Se os sintomas persistirem mesmo após a retirada do leite de vaca da dieta materna, é necessário investigar se o lactente apresenta reação a outros alérgenos ou se há outras patologias subjacentes não relacionadas à alergia alimentar. A história clínica detalhada, incluindo um inquérito alimentar e dados epidemiológicos associados às manifestações clínicas, devem nortear a investigação de outras causas.

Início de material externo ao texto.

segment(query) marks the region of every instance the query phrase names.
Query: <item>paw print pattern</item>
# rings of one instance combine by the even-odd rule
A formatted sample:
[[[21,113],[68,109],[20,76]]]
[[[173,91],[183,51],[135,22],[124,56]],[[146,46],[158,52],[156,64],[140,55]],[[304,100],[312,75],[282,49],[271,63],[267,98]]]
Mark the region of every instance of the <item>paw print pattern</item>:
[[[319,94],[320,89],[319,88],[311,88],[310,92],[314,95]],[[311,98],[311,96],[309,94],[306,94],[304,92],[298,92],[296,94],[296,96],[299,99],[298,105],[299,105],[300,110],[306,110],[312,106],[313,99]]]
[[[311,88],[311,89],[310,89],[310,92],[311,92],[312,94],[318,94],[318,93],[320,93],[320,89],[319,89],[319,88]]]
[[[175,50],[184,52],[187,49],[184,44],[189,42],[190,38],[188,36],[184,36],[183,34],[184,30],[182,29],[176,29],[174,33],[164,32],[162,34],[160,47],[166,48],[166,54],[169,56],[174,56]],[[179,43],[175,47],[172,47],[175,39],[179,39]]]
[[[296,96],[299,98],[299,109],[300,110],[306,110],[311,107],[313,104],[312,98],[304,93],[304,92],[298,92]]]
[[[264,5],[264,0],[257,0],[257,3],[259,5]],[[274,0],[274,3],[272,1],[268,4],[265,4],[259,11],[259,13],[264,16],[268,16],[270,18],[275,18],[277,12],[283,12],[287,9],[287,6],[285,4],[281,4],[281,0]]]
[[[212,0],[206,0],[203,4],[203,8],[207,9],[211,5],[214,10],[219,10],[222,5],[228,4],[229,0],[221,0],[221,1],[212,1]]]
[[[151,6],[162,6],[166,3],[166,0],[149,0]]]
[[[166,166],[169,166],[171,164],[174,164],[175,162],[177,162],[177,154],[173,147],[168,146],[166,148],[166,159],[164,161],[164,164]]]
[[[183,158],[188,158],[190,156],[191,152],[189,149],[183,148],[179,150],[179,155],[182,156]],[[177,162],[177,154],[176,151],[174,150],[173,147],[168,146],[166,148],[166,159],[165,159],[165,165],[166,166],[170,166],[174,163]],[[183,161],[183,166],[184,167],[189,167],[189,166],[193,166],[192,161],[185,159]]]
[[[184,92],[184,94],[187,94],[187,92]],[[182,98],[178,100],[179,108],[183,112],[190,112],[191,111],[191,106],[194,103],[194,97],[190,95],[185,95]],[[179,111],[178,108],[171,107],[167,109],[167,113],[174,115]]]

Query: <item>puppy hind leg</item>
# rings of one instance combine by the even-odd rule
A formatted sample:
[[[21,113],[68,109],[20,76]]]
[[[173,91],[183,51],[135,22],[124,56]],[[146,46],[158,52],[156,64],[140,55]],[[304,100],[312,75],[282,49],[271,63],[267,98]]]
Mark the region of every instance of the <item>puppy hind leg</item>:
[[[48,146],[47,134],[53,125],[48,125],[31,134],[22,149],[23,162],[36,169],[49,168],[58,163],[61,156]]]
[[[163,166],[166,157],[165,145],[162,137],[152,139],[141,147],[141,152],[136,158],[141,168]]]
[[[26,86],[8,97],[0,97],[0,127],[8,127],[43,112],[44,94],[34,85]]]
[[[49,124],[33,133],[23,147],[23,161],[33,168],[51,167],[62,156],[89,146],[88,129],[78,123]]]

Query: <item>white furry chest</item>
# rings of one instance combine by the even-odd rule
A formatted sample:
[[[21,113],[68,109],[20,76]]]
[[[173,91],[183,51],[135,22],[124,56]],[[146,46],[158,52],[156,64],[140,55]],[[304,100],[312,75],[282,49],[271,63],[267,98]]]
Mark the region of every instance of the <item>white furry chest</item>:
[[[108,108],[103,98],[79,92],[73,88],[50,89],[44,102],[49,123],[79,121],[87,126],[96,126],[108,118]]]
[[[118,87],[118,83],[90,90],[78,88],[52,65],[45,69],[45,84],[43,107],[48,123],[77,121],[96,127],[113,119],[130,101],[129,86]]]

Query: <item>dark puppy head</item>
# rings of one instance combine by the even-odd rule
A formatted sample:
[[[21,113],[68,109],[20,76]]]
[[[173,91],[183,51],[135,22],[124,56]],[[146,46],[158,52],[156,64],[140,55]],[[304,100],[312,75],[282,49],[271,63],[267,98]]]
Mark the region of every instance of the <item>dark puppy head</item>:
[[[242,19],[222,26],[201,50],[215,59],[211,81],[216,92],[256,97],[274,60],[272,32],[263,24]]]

Fluxograma sugerido para acompanhamento

Uma vez estabelecido o diagnóstico, a conduta inicial clássica consiste na exclusão rigorosa de todas as proteínas do leite de vaca da dieta, tanto do paciente quanto, em lactentes amamentados exclusivamente, da dieta materna, caso haja sintomas persistentes. Para lactentes que não podem ser amamentados exclusivamente, a fórmula de escolha é a fórmula extensamente hidrolisada (eHF), baseada em caseína ou soro de leite, que é bem tolerada pela maioria dos pacientes com APLV. Em casos de manifestações graves, falha de resposta à eHF, ou alergia múltipla alimentar, recomenda-se o uso de fórmula à base de aminoácidos (AAF). Fórmulas de soja podem ser consideradas em crianças acima de 6 meses, mas cerca de 10-15% dos pacientes com APLV também reagem à soja. O leite de outros mamíferos (como cabra ou ovelha) não deve ser utilizado devido à alta reatividade cruzada. É fundamental garantir que a dieta de exclusão seja nutricionalmente adequada, monitorando crescimento e desenvolvimento.

Conclusão

Os primeiros mil dias do bebê, o qual abrange os 270 dias da gestação somados aos 730 dias referentes aos 24 meses de vida, são essenciais e decisivos para o crescimento e desenvolvimento da criança. As crianças devem receber alimentação adequada, por meio de nutrição pré-natal, aleitamento materno exclusivo nos primeiros seis meses, adição de alimentos complementares de acordo com sua faixa etária e continuação da amamentação pelo menos até os dois anos. O diagnóstico precoce e o tratamento adequado de APLV melhora a qualidade de vida das crianças, evita complicações e garante um desenvolvimento mais saudável.